Ehrlich was one of the founders of the group Zero Population Growth in 1968, along with Richard Bowers and Charles Remington. Supporters point to the impact of The Population Bomb and the ZPG organization in helping to raise awareness about overpopulation and in helping to change U.S. laws to make birth control and other reproductive health care more easily available. The U.S. fertility rate dropped from 3.4 children per woman in the early 1960s to 1.8 by 1975, and ZPG credits Ehrlich's influence along with the efforts of National Organization for Women, Planned Parenthood of America, the American Civil Liberties Union, and the U.S. Supreme Court for helping to bring this about.

He and his wife Anne were on the board of advisors of the Federation for American Immigration Reform until 2003.

With Stephen Schneider and two other authors, writing in the January 2002 issue of Scientific American, he critiqued Bjørn Lomborg's The Skeptical Environmentalist.

Awards

Ehrlich has been recognized for his work with the following awards:

The critics

Critics have compared Ehrlich to Thomas Malthus for his multiple predictions of famine and economic catastrophe.

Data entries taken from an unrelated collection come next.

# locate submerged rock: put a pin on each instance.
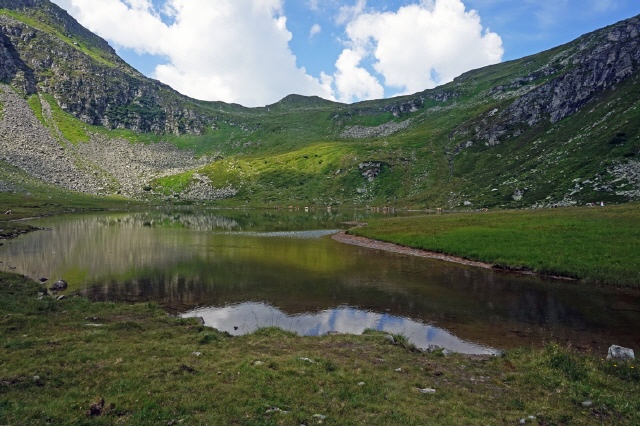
(620, 354)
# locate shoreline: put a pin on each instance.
(355, 240)
(343, 237)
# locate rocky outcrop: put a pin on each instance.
(100, 166)
(383, 130)
(584, 69)
(88, 80)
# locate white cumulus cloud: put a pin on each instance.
(229, 50)
(415, 48)
(315, 30)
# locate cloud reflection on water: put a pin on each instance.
(247, 317)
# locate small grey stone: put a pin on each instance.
(620, 354)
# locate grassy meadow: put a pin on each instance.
(71, 361)
(593, 244)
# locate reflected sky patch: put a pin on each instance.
(247, 317)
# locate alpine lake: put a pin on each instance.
(241, 270)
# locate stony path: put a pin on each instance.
(345, 238)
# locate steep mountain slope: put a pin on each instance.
(557, 128)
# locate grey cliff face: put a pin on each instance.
(583, 71)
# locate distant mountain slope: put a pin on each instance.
(558, 128)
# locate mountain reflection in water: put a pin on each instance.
(247, 317)
(287, 264)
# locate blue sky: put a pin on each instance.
(255, 52)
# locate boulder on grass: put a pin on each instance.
(618, 353)
(59, 285)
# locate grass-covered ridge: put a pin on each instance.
(60, 358)
(592, 244)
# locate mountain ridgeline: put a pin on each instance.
(561, 127)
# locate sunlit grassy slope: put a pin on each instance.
(593, 244)
(424, 148)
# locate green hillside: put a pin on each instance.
(557, 128)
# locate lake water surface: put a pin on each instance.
(241, 270)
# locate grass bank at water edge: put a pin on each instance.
(592, 244)
(71, 361)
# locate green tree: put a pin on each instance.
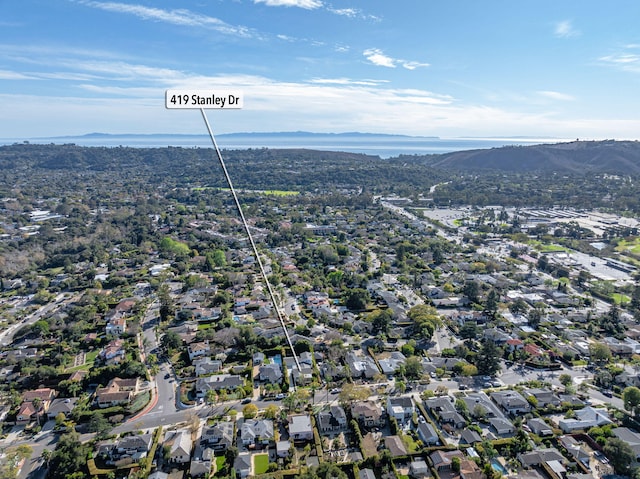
(171, 341)
(356, 299)
(488, 358)
(471, 290)
(600, 353)
(381, 321)
(491, 303)
(69, 457)
(620, 454)
(413, 368)
(250, 411)
(631, 398)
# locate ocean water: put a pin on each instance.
(384, 146)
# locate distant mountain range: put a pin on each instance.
(577, 157)
(508, 155)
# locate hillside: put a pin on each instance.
(578, 157)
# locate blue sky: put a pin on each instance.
(450, 68)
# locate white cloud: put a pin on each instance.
(625, 61)
(554, 95)
(414, 65)
(377, 57)
(346, 81)
(181, 17)
(10, 75)
(306, 4)
(565, 29)
(346, 12)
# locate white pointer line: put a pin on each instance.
(253, 245)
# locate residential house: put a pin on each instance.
(117, 392)
(585, 418)
(366, 474)
(443, 409)
(300, 428)
(198, 349)
(427, 433)
(361, 366)
(631, 437)
(539, 427)
(270, 373)
(470, 470)
(391, 364)
(395, 446)
(442, 459)
(258, 358)
(540, 456)
(511, 402)
(332, 421)
(479, 404)
(116, 326)
(469, 436)
(180, 445)
(28, 412)
(576, 449)
(206, 366)
(217, 382)
(219, 436)
(258, 433)
(45, 395)
(367, 413)
(401, 408)
(136, 447)
(242, 464)
(419, 468)
(61, 405)
(283, 449)
(544, 397)
(202, 461)
(302, 376)
(502, 426)
(113, 352)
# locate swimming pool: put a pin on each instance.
(495, 464)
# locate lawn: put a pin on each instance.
(219, 463)
(260, 463)
(631, 246)
(619, 298)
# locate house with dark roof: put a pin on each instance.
(257, 433)
(395, 446)
(242, 464)
(217, 382)
(539, 426)
(180, 446)
(427, 433)
(400, 407)
(219, 436)
(444, 410)
(544, 397)
(540, 456)
(367, 413)
(300, 428)
(442, 459)
(270, 373)
(61, 405)
(332, 421)
(511, 402)
(469, 436)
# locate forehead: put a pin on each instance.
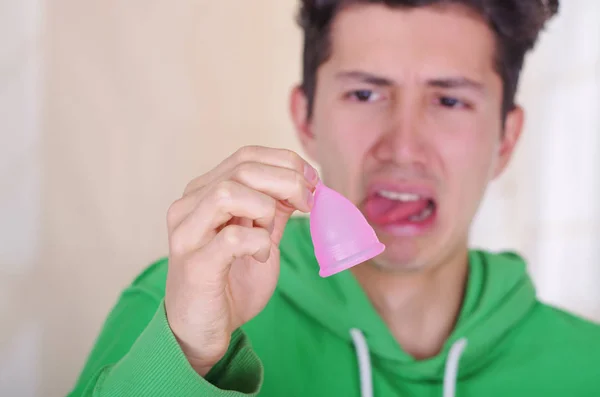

The leading critic of Ehrlich was the late author Julian Simon, a libertarian theorist and the author of the book The Ultimate Resource, a book which argues against the notion of human overpopulation. In 1980, Ehrlich and Simon entered into a wager over how the price of metals would move during the 1980s. Ehrlich predicted that the price would continue to increase, and he lost the bet. Supporters of Simon and critics of Ehrlich make much of this wager. Ehrlich predicted that hundreds of millions of people would die of starvation during the 1970s because the earth's inhabitants would multiply at a faster rate than world's ability to supply food. According to Ehrlich, the United States would see its life expectancy drop to 42 years because of pesticide usage, the nation's population would drop to 22.6 million by 1999, and the use of insecticides in the United Sates would provoke a nuclear war. Criticizing Ehrlich on similar grounds as Simon was Ronald Bailey, a leader in the wise use movement, who wrote a book in 1993 entitled Eco-Scam where he blasted the views of Ehrlich, Lester Brown, Carl Sagan and other environmental theorists.

In his book Betrayal of Science and Reason, Ehrlich discussed these earlier predictions of his and re-affirmed his stances on population and resource issues.

Ehrlich also has critics on the political left. These include Betsy Hartmann, author of the 1987 book Reproductive Rights and Wrongs: The Global Politics of Population Control & Contraceptive Choice. Hartmann accuses Ehrlich and other environmentalists who focus on population control of misanthropy, and believes that such focus is antithetical to activism on issues of social class and feminism.